Cuando amanezco sin palabras comienzo a recorrer con ansiedad, cada uno de mis rincones como si hubiera perdido las llaves, la mismísima partida de nacimiento.  
Levanto las piedras de mis creencias dispuestas a soltarlas una a una. 
Mis sensaciones son oscuras puertas que sólo se abrirán a la luz de la palabra.  
Emprendo su búsqueda con la inquietud que sienten los niños ante una promesa, me pido pistas y señales. 
Interrogo con desconfianza a la tristeza que de cómoda se volvió vicio y renuncio a la levedad  por anodina. 
 
Siento ese particular frío cuyo origen conozco pero que sólo a veces encaro, me asomo a un borde que puede ser milagro o pesadilla y me detengo, perpleja, justo en el punto donde el universo se divide en dos.  
Como habitantes de su única y posible morada vagan grises y aburridos los recuerdos. Deambulan, entran y salen por puertas imaginarias, no me engañan, no me engaño. 
Decadentes y oscuros payasos jubilan certezas. 
Los miro, me miran...  
Ellos y yo sabemos que la libertad se pasea casi al alcance de mi mano. 
 
Huecos personajes, actores fracasados de antiguos montajes que no se resignan a la última bajada de telón, cáscaras de frutos ya inexistentes, mediocres oficinistas de grises ropajes en un incesante simulacro de trabajo. 

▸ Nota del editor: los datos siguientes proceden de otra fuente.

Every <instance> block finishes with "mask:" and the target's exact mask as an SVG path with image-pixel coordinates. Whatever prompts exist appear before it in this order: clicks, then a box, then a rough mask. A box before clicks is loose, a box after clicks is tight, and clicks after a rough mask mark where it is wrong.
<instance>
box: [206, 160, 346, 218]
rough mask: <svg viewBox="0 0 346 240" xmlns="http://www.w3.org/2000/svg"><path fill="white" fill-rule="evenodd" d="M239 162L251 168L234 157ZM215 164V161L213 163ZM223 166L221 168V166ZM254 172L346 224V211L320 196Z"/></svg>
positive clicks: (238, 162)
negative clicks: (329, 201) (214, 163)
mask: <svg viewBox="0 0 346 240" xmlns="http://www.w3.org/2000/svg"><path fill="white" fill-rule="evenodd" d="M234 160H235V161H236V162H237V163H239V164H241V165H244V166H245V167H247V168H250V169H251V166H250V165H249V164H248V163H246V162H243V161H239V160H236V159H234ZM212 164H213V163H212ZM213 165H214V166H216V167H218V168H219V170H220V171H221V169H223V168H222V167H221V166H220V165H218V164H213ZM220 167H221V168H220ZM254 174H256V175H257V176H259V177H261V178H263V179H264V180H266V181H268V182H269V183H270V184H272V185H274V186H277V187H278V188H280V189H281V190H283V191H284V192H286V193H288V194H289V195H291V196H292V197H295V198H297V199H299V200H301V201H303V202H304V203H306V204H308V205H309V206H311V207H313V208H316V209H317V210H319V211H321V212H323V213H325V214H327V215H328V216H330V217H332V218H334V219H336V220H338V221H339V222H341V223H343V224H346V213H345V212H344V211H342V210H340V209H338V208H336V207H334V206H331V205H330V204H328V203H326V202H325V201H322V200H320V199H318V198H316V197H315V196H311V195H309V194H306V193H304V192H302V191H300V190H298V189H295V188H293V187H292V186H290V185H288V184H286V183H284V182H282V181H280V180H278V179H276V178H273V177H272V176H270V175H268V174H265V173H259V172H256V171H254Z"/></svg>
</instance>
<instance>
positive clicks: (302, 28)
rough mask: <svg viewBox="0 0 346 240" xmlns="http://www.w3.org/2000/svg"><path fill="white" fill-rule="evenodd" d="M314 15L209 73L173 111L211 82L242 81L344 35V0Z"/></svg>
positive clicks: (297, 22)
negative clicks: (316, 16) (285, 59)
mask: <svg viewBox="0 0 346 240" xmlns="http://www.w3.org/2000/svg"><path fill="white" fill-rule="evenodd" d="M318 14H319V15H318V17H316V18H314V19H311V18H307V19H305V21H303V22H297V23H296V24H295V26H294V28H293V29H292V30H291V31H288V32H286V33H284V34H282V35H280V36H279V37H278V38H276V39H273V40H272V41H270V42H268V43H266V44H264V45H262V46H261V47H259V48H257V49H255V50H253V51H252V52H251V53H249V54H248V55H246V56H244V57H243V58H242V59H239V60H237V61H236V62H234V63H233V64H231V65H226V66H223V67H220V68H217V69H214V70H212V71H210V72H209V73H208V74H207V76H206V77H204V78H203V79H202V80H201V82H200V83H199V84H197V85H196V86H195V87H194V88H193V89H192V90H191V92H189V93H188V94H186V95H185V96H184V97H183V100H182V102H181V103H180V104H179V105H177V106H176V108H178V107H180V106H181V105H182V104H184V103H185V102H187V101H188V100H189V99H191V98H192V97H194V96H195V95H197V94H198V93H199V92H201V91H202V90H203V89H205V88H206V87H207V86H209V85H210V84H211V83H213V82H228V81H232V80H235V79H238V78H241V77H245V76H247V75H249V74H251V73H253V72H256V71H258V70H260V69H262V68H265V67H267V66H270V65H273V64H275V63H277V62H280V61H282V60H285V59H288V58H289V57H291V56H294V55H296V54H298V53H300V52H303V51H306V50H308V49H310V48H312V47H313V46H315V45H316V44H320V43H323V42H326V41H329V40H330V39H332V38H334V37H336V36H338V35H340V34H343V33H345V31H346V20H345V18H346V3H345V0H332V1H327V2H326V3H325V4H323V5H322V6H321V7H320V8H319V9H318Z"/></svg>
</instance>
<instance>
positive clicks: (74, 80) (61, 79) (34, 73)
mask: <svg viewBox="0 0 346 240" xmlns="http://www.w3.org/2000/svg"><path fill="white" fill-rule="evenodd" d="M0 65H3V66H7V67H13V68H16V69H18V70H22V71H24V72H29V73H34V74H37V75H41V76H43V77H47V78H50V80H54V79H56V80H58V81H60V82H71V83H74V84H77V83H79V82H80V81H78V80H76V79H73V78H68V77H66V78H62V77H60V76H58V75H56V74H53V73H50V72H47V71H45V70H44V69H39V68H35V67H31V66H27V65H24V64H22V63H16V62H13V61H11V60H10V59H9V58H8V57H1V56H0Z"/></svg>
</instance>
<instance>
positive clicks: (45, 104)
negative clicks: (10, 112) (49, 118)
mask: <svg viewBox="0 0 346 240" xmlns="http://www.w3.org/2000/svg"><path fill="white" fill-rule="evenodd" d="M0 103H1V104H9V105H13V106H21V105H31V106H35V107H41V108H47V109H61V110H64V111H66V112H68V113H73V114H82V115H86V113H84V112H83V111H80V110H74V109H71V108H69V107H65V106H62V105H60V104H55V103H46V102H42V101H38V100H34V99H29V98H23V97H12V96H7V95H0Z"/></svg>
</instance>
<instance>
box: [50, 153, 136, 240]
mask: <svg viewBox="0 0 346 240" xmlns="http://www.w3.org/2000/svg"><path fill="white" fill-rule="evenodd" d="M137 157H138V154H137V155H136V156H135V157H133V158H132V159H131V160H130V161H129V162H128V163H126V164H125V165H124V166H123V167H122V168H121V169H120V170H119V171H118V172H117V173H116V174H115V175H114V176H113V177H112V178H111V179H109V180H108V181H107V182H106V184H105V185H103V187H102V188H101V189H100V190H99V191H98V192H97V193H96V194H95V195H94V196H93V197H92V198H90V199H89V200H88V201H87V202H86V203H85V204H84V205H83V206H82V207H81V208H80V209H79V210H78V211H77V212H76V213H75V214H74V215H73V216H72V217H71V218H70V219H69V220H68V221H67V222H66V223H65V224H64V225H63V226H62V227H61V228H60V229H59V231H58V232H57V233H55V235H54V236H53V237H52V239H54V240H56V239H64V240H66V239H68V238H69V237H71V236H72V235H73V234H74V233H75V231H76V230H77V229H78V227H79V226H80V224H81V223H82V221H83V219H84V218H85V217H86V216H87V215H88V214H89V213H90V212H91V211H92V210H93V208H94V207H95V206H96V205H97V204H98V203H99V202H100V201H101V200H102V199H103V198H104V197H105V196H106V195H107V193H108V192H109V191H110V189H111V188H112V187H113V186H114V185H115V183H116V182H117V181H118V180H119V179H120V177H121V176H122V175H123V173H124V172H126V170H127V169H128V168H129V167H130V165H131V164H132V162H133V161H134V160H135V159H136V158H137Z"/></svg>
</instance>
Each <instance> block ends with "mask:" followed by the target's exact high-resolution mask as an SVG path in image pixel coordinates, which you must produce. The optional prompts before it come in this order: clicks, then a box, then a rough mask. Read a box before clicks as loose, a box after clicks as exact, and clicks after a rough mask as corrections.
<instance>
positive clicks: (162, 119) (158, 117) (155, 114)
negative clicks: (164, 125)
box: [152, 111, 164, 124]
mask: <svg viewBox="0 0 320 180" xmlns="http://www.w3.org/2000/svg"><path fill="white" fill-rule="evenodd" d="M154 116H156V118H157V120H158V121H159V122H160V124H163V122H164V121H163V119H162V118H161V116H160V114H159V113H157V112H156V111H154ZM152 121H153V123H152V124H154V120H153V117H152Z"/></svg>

Confunden su errar con hacer camino, y el caminar con volar. 
 
Y yo ando de estreno. 
 
Sé que detrás de ellos suelen esconderse los sueños, rescato a los caídos, detengo a los prepotentes y desnudo mis pesadillas. 
 
Celebro la primera palabra, inexacta, equívoca, como todas.  
Me sabe a gloria y sé que cualquiera de ellas es mejor que un grito cuando pierde su voz.